There were 5,666 housing units, of which 2.9% were vacant. The homeowner vacancy rate was 1.0% and the rental vacancy rate was 5.9%.

===2000 Census===
As of the 2000 census, there were 11,008 people, 3,814 households, and 2,955 families residing in the CDP. The population density was 2,016.5 PD/sqmi. There were 3,958 housing units at an average density of 725.0 /sqmi. The racial makeup of the CDP was 5.78% White, 90.62% African American, 0.19% Native American, 1.24% Asian, 0.47% from other races, and 1.71% from two or more races. Hispanic or Latino of any race were 0.95% of the population.

There were 3,814 households, out of which 36.3% had children under the age of 18 living with them, 50.0% were married couples living together, 23.3% had a female householder with no husband present, and 22.5% were non-families. 18.4% of all households were made up of individuals, and 1.7% had someone living alone who was 65 years of age or older. The average household size was 2.86 and the average family size was 3.24.

In the CDP, the population was spread out, with 26.6% under the age of 18, 7.1% from 18 to 24, 30.6% from 25 to 44, 29.1% from 45 to 64, and 6.6% who were 65 years of age or older. The median age was 37 years. For every 100 females, there were 81.3 males. For every 100 females age 18 and over, there were 75.8 males.

The median income for a household in the CDP was $78,735, and the median income for a family was $82,777. Males had a median income of $47,059 versus $45,243 for females. The per capita income for the CDP was $30,398. About 0.8% of families and 1.9% of the population were below the poverty line, including 1.9% of those under age 18 and 2.0% of those age 65 or over.

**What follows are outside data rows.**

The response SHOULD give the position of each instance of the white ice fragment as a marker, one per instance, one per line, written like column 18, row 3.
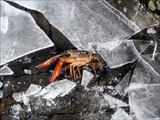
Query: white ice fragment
column 113, row 102
column 1, row 84
column 27, row 71
column 5, row 70
column 1, row 94
column 4, row 24
column 33, row 90
column 120, row 114
column 87, row 76
column 26, row 101
column 15, row 110
column 123, row 84
column 58, row 88
column 144, row 100
column 18, row 96
column 151, row 31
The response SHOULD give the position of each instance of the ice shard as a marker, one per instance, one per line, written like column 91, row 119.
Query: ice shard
column 144, row 100
column 19, row 34
column 5, row 70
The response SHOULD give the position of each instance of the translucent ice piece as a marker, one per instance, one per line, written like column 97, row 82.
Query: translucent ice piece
column 23, row 35
column 154, row 63
column 18, row 97
column 84, row 22
column 113, row 102
column 123, row 84
column 33, row 90
column 4, row 25
column 59, row 88
column 144, row 100
column 15, row 110
column 87, row 76
column 144, row 73
column 5, row 70
column 120, row 114
column 1, row 94
column 1, row 84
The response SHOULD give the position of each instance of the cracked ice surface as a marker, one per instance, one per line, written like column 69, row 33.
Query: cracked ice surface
column 120, row 114
column 144, row 100
column 19, row 34
column 5, row 70
column 113, row 102
column 90, row 22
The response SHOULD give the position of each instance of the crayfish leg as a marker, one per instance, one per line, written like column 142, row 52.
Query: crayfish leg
column 56, row 71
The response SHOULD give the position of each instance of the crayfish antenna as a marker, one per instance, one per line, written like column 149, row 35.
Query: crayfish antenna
column 56, row 71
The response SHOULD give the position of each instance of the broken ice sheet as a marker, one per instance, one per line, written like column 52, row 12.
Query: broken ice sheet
column 33, row 90
column 4, row 24
column 113, row 102
column 85, row 22
column 5, row 70
column 123, row 84
column 144, row 73
column 86, row 77
column 154, row 63
column 144, row 100
column 120, row 114
column 58, row 88
column 22, row 37
column 124, row 53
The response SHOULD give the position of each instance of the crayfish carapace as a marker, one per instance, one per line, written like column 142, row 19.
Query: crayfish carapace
column 73, row 60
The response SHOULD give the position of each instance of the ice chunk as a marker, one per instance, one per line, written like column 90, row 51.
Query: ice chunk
column 4, row 25
column 1, row 94
column 87, row 76
column 144, row 73
column 33, row 90
column 144, row 100
column 15, row 110
column 85, row 22
column 18, row 96
column 5, row 70
column 120, row 114
column 60, row 88
column 21, row 24
column 113, row 102
column 123, row 84
column 27, row 71
column 1, row 84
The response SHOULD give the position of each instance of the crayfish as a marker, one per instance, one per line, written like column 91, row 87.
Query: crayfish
column 74, row 60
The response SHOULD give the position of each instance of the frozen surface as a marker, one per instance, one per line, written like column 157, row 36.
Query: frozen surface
column 15, row 111
column 59, row 88
column 144, row 100
column 33, row 90
column 19, row 34
column 18, row 97
column 144, row 73
column 91, row 22
column 120, row 114
column 1, row 94
column 123, row 84
column 87, row 76
column 113, row 102
column 5, row 70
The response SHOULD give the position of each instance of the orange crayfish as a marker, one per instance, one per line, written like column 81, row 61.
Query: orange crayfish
column 73, row 60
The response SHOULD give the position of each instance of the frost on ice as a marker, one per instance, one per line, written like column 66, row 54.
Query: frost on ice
column 144, row 100
column 87, row 76
column 113, row 102
column 5, row 70
column 19, row 34
column 120, row 114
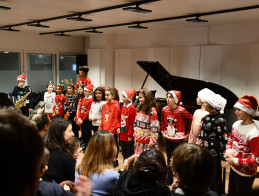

By the end of 2020, the CDP ranks # 6 among top 10 richest black communities in US, with an average family income of $107,008.

Kettering was majority white for much of its history. While majority white in the 1970 census, Kettering was 49% white by 1980 and only 17% white by 1990. The white population quickly declined as the community became majority African-American.
==Government and infrastructure==
Prince George's County Police Department District 2 Station in Brock Hall CDP, with a Bowie postal address, serves the community.

The U.S. Postal Service operates the Kettering Post Office in Kettering CDP.

==Education==
Kettering is a part of the Prince George's County Public Schools.

Kettering, Perrywood, and Lake Arbor elementary schools serve sections of the Kettering CDP. Almost all of the CDP is zoned to Kettering Middle School, with a portion zoned to Ernest Everett Just Middle School. Most of the CDP is zoned to Largo High School while a portion is zoned to Dr. Henry A. Wise Jr. High School.

Kettering is served by the Largo-Kettering Branch of the Prince George's County Memorial Library System in Largo.